Dairy Expansion Good for Economy, Bad for Air Quality
Air quality along the Front Range is expected to worsen as the population continues to grow. But people are not the only ones contributing to this problem.
KUNC’s Brian Larson spoke to Northern Colorado Business Report Publisher Jeff Nuttall about the other new arrivals in Weld County.
Larson: As the new Leprino Cheese plant ramps up to full production, the number of dairy cows in Weld County is expected to jump by as many as 50,000 to produce the milk to make the cheese. That’s on top of the 550,000 head of cattle and – Jeff, if you’ll pardon the pun – the “udder” 50,000 dairy cows that are already here. And that means we’re going to be dealing with a growing methane problem.
Nuttall: Ammonia will be another problem. Livestock, including dairy and beef cattle, emit the most ammonia of any pollution source in the state. And that leads to what’s known as nitrogen deposition – including areas like Rocky Mountain National Park. High levels of nitrogen disturb the fragile alpine ecosystems of the park. They do this by creating algae in lakes that could kill fish and favoring grasses that crowd out flowers. Methane, meanwhile, is a greenhouse gas that the EPA says traps heat in the atmosphere more effectively than carbon dioxide.
Larson: Obviously what goes in one end has to come out the other and I know that it’s been estimated that cattle production accounts for about 20 percent of all U.S. methane emissions annually. So what’s being done locally to curb the pollution problem since this is such a large part of the Northern Colorado economy?

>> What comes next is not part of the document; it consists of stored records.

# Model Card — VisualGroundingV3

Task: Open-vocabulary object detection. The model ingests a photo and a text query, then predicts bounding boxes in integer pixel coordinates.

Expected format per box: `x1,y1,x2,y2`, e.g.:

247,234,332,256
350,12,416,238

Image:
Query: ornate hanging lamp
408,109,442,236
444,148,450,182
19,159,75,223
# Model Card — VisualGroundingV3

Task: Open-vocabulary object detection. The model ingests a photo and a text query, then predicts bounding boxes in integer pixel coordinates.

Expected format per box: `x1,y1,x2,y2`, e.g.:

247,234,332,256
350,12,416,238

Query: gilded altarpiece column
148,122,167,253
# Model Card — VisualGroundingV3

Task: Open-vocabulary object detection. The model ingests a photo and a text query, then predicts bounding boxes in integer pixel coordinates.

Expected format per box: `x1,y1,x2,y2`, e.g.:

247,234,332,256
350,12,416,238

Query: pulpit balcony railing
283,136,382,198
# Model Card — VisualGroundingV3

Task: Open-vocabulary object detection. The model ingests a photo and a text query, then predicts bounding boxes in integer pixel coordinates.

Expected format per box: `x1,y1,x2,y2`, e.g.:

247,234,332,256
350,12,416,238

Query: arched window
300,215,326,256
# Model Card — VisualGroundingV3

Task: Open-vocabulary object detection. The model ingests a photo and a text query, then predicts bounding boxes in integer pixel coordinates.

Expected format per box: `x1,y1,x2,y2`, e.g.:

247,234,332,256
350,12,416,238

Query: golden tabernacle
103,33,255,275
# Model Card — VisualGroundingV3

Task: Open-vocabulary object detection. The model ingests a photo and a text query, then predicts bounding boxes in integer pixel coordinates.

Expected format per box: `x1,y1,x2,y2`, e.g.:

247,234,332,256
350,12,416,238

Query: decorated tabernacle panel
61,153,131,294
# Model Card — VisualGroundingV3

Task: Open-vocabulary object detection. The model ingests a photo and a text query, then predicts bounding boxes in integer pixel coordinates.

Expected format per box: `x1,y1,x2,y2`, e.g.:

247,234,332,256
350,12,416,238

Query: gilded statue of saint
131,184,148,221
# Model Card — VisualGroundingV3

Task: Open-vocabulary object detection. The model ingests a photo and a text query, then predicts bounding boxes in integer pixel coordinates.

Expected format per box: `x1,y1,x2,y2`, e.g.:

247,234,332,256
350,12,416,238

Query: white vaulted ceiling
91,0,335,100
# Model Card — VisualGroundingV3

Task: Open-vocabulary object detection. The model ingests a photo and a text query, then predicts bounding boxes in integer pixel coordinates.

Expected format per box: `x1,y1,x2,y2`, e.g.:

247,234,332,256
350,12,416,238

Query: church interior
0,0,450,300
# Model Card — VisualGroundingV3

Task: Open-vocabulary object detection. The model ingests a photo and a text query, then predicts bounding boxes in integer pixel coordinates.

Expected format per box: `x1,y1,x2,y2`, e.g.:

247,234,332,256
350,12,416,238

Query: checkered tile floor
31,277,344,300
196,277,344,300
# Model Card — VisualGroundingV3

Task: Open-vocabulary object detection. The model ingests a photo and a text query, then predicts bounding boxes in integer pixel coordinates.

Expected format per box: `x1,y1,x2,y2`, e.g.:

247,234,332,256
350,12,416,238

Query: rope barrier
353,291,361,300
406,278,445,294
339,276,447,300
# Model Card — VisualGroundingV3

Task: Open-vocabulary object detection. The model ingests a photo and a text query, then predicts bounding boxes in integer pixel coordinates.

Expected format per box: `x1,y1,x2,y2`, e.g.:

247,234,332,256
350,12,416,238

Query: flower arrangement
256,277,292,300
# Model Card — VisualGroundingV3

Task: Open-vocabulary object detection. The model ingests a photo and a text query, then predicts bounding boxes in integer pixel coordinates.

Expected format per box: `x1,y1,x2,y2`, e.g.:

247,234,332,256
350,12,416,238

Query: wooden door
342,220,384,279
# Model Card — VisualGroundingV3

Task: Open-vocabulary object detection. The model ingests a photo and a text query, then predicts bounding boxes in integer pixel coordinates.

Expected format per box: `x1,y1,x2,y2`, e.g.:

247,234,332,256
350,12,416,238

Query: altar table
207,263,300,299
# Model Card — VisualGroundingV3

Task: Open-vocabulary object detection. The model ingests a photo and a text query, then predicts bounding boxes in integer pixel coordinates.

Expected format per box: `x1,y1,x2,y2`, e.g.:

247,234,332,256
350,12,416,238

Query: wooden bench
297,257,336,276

Nuttall: First, it’s important to note that agricultural activities are exempt under state air regulations. But the Colorado Department of Public Health and Environment has worked with dairy farmers for years to get them to voluntarily reduce emissions. Officials are considering a system that will warn farmers of upslope weather that could carry ammonia west to the mountains. Recently, the Colorado Livestock Association held an air-quality symposium in Fort Morgan and Lamar. One dairy farmer who attended the event said he has done things like avoiding feeding his cows too much nitrogen and proactively managing manure piles. Meanwhile, the state is looking into whether some large farms will need federal air pollution permits because of their methane emissions.

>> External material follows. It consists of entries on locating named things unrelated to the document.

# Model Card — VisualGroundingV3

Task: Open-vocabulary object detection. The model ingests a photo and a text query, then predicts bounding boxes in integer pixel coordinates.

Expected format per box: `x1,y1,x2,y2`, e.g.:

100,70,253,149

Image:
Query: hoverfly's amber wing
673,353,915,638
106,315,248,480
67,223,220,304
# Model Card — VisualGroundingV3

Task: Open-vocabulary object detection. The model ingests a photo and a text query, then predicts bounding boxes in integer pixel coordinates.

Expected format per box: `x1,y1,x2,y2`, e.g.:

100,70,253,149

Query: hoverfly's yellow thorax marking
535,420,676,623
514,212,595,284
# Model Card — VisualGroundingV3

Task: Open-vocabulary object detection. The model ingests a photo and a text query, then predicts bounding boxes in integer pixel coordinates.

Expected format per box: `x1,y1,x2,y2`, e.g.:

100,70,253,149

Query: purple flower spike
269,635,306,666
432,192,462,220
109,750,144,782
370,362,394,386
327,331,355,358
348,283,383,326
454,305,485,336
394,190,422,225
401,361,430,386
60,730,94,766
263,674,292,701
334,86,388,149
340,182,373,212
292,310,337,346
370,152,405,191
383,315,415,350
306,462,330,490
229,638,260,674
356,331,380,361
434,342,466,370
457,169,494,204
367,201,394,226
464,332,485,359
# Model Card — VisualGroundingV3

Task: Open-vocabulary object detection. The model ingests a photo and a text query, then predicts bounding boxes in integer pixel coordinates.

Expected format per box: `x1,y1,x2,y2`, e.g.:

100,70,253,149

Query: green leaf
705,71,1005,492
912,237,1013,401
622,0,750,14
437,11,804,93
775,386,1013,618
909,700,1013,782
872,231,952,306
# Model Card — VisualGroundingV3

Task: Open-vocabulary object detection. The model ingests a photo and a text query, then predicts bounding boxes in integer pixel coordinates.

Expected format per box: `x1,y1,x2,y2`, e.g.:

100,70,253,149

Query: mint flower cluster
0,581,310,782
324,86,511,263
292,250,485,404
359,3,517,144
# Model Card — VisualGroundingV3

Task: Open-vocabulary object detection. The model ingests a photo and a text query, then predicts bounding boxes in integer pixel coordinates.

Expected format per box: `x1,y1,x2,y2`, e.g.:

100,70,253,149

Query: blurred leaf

Larson: Let’s step back for moment. We already have 600,000 cows in Weld County. Are people going to be able to notice an appreciable difference with another 50,000?
Nuttall: Experts say it’s not clear exactly how much pollution the cows will add. One Colorado State University professor who measures livestock emissions doubts a big change in air quality will result. But that will all depend on how farmers manage their herds, the kinds of waste-handling system they use and other factors. As for methane, the experts told us a dairy farm with 6,700 or more cows would emit 100,000 tons of carbon dioxide equivalent annually, or about eight thousand tons of methane. That’s not insignificant.
Larson: Having grown up in the Midwest and living in the Greeley area for more than 20 years, there’s also the issue of odor anytime one talks about cows –which is something we haven’t touched on. What about that?
Nuttall: Weld County already requires dairy farmers to control those issues and officials investigate when complaints are made. Dairy farms also are located in agricultural zones, away from populated areas, and the newer facilities are designed to minimize the problem. So the impact there won’t be much.
Larson: Jeff Nuttall is the publisher of the Northern Colorado Business Report.